Furthermore, higher demand from e-commerce customers, third-party logistic providers and traditional warehousing customers also resulted in high demand for distribution centers. Given Duke Realty’s solid capacity to offer modern, bulk distribution properties, the company remains well poised to capitalize on this trend in the third quarter as well.

Moreover, Duke Realty is making concerted efforts to lower its suburban office assets and turn into a leading domestic pure-play industrial REIT. Subsequently, in the second quarter, the company generated $2.45 billion in proceeds by selling its medical office building (MOB) portfolio for $2.8 billion. This residual transaction is likely to be reflected in the to-be-reported quarter.

While such streamlining efforts are strategic fit for the long term, the near-term dilutive effect cannot be bypassed. In fact, such short-term impact will likely drag the company’s quarterly results.

Over the past two months, the Zacks Consensus Estimate of funds from operations (FFO) per share for the quarter to be reported remained unchanged at 29 cents, reflecting lack of any solid catalyst.
 
Earnings Whispers

Our proven model does not conclusively show that Duke Realty will likely beat estimates this season. This is because a stock needs to have both a positive Earnings ESP and a Zacks Rank #1 (Strong Buy), 2 (Buy) or at least 3 (Hold) for this to happen.

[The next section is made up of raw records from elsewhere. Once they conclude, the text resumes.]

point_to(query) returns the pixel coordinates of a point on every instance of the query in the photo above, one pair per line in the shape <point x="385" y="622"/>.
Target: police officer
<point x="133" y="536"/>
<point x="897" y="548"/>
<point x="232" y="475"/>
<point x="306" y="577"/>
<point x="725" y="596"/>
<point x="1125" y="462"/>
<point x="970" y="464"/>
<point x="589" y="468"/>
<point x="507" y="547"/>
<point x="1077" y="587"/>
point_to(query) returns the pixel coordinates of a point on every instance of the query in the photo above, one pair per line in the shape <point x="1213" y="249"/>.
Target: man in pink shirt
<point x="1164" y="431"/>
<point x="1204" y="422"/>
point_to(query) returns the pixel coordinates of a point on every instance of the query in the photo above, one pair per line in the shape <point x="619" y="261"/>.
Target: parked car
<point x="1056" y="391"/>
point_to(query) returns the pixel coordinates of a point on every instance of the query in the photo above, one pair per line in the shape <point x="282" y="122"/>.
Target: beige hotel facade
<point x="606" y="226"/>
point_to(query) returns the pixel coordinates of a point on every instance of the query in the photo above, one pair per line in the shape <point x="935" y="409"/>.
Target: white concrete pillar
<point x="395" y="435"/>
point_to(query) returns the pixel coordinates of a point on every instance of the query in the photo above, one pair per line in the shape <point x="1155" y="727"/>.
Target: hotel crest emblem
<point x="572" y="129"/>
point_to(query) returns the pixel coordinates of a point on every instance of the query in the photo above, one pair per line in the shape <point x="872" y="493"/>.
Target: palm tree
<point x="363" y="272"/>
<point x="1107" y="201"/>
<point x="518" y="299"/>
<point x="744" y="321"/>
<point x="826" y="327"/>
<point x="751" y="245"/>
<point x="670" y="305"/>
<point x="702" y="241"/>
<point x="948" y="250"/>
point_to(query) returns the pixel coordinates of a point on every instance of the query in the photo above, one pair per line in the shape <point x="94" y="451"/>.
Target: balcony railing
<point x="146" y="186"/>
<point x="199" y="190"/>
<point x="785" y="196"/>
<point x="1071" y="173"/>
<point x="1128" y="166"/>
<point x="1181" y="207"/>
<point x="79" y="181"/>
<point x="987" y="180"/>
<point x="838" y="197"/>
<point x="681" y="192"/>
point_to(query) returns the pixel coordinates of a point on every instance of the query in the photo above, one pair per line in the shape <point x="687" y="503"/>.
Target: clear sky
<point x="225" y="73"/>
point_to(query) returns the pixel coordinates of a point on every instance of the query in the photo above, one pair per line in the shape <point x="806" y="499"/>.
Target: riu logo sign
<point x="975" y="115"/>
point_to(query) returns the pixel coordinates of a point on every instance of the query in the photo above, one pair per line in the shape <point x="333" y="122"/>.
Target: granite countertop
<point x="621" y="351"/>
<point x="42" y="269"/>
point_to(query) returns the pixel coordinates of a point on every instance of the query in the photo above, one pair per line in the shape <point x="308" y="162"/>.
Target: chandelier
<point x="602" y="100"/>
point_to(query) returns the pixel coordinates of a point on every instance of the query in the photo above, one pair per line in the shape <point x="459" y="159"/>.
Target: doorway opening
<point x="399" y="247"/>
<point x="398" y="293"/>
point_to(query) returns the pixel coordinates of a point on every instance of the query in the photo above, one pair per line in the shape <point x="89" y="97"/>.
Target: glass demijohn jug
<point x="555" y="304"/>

However, that is not the case here as you will see below.

(You can uncover the best stocks to buy or sell before they’re reported with our Earnings ESP Filter)

Zacks ESP: The Earnings ESP for Duke Realty is -3.93%.

Zacks Rank: Duke Realty has a Zacks Rank #3. This increases the predictive power of ESP. However, we also need to have a positive ESP to be confident of an earnings beat.

Stocks That Warrant a Look

Here are a few stocks in the REIT sector that you may want to consider, as our model shows that these have the right combination of elements to report a positive surprise this quarter:

CoreSite Realty Corporation (COR - Free Report) , slated to release third-quarter results on Oct 26, has an Earnings ESP of +1.01% and a Zacks Rank of 2. You can see the complete list of today’s Zacks #1 Rank stocks here.

Cousins Properties Inc. (CUZ - Free Report) , scheduled to report quarterly numbers on Oct 25, has an Earnings ESP of +1.13% and a Zacks Rank of 3.

Boston properties, Inc. (BXP - Free Report) , slated to release third-quarter earnings on Nov 1, has an Earnings ESP of +0.39% and a Zacks Rank of 3.
 
Note: FFO, a widely used metric to gauge the performance of REITs, is obtained after adding depreciation and amortization and other non-cash expenses to net income.